Aquí estamos lejos y los puntos de llegada aparecen más acotados. Pero el dinero del que disponen estas organizaciones bien puede pagar mano de obra lumpen local para producir daños y violencia. Ojalá las fuerzas locales en coordinación con las que acompañan a los distintos jefes de Estado puedan tener la situación bajo control.

Luego está lo que algún histórico de la Argentina llamó “efectividades conducentes”, es decir, concretamente aquellas cosas que pueden resultar útiles -en este caso para la Argentina- y que se diferencian del oropel vacío que no conduce a nada.

El país, durante la presidencia de Macri, ha tenido la visita de varias personalidades de la más alta influencia en el mundo de hoy y hasta organizó el llamado “mini Davos” en 2016 en la esperanza de convertir aquella reunión en un trampolín hacia la llegada de flujos de inversiones productivas para la nueva etapa que Cambiemos pensaba encarar.

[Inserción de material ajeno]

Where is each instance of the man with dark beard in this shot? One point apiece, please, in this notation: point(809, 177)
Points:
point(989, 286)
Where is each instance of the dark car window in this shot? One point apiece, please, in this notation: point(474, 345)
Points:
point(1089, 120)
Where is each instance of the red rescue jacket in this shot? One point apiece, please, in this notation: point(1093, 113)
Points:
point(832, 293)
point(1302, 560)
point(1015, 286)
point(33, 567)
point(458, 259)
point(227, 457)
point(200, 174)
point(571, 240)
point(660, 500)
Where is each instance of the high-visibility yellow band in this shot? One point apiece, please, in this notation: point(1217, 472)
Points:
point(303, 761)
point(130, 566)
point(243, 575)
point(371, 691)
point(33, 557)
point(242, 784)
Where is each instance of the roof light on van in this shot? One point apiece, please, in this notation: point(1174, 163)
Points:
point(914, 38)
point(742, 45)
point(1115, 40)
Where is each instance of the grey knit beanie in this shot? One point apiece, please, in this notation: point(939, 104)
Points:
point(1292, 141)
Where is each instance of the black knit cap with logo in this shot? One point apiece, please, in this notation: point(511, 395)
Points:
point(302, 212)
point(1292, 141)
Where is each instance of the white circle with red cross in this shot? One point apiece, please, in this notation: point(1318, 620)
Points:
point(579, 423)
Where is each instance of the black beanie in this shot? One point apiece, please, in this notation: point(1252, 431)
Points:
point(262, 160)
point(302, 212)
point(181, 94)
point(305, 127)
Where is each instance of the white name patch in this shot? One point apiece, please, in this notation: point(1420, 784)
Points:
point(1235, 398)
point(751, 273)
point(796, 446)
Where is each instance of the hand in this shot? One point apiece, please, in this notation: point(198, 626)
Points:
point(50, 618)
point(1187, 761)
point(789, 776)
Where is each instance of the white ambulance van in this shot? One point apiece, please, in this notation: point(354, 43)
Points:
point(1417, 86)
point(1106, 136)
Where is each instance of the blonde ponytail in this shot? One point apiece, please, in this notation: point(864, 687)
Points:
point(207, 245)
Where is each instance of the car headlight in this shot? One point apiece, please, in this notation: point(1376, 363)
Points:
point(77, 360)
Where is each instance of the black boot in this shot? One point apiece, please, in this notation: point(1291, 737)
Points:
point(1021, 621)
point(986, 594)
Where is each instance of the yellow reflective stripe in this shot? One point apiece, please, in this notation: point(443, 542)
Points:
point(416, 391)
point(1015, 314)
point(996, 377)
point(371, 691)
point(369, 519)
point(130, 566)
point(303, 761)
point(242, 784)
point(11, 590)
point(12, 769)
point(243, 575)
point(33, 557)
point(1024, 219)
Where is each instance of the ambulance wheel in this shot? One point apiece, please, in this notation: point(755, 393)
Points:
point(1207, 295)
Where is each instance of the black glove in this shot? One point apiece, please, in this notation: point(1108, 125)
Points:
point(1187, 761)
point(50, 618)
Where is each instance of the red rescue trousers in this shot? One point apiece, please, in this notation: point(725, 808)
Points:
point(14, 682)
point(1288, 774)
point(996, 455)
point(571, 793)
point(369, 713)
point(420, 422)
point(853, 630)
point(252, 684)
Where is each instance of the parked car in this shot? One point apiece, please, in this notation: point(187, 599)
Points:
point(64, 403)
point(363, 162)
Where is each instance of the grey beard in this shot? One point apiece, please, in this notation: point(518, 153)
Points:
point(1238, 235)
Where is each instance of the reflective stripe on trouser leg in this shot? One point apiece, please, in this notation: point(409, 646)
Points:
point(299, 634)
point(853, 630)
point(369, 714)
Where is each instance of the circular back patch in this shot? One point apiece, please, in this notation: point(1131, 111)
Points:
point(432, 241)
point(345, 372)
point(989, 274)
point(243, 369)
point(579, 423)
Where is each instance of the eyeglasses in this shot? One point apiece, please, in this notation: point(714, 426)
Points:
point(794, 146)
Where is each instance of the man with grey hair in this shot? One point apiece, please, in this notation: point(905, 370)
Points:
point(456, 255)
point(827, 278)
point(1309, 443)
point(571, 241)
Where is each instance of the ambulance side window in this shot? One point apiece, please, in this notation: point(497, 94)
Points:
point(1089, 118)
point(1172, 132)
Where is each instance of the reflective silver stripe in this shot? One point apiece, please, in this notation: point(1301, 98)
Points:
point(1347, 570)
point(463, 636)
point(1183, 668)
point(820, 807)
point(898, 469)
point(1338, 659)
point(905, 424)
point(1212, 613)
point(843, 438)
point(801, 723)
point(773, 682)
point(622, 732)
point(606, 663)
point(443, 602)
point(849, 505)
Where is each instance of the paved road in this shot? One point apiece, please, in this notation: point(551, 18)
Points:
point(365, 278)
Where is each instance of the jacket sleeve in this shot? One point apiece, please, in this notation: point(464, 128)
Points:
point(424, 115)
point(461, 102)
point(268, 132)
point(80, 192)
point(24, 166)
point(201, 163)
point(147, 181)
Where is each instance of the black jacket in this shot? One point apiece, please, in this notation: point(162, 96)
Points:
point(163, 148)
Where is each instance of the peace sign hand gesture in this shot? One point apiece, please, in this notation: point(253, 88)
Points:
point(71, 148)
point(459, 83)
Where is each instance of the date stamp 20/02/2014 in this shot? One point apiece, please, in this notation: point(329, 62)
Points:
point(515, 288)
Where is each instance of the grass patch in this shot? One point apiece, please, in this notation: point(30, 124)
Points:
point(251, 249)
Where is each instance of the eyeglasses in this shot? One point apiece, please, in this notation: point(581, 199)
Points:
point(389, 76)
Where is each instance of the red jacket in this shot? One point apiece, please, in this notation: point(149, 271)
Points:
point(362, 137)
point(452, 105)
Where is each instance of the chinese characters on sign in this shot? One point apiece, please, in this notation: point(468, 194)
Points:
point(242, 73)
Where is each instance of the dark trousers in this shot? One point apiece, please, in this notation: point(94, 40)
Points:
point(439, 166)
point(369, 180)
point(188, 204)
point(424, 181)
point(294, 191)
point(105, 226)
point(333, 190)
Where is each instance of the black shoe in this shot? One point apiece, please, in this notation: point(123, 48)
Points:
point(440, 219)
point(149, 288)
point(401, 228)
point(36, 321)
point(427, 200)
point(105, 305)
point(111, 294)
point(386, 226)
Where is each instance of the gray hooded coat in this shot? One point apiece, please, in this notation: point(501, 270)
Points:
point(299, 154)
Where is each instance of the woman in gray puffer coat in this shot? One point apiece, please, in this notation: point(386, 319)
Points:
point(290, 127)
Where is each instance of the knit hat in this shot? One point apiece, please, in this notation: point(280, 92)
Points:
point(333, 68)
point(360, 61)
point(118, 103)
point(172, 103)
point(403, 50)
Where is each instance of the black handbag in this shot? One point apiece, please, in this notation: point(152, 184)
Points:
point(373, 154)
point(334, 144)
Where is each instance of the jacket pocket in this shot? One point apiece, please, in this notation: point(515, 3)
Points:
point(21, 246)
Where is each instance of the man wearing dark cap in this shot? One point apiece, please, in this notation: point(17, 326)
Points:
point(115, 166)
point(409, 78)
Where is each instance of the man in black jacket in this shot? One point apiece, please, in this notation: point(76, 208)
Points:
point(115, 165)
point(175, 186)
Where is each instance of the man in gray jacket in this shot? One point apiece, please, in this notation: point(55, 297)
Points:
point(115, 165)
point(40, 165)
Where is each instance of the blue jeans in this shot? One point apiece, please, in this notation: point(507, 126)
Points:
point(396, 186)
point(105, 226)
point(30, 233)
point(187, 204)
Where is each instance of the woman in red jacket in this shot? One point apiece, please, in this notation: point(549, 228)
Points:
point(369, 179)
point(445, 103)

Nada se obtuvo de todo aquello. O muy poco, en comparación con las expectativas.

El gobierno ha hecho mucho desde su pusilanimidad política para que eso pasara. Manteniendo latente el fantasma del cristinismo y de la propia persona de la jefa de la banda, Cristina Fernández (porque según los gurúes electorales del gobierno eso aumentaba sus posibilidades de ganar la reelección) el presidente se pegó un tiro en su propio pie económico porque si bien una Fernández candidata lo ayuda políticamente (cada vez menos), una Fernández viva y libre le retrasa sus especulaciones de recuperación económica porque nadie invertiría con la espada de Damocles de un regreso del populismo sobre sus cabezas.

Desde ese punto de vista las esperanzas oficialistas de que la cumbre del G20 marque un antes y un después en el status económico de la Argentina, son cada vez más lejanas.

Desgraciadamente, como ocurre con las personas individuales, también los países dependen del “clima” en el que un acontecimiento tiene lugar. Así como ocurre que las mejores oportunidades pueden caer en saco roto si la actitud de las personas no está atravesando su mejor momento, también con los países -si estos no atraviesan por su mejor vibra- puede ocurrir que los grandes foros y las grandes pompas no sirvan para nada.

Y lamentablemente por diversas circunstancias el gobierno no supo construir una “vibra” positiva en todos estos años. Porque no tuvo explicaciones, porque no tuvo pericia, porque equivocó las medidas, por lo que fuera. Pero lo cierto es que el gobierno de Cambiemos desperdició 3 años sin enfrentar con la verdad los problemas que heredó. Si ese estado mental, que es mágico e intangible pero que es a la vez muy real, existiera quizás la Argentina podría esperar otros resultados de la cumbre del G20. Con el ánimo actual, será muy difícil.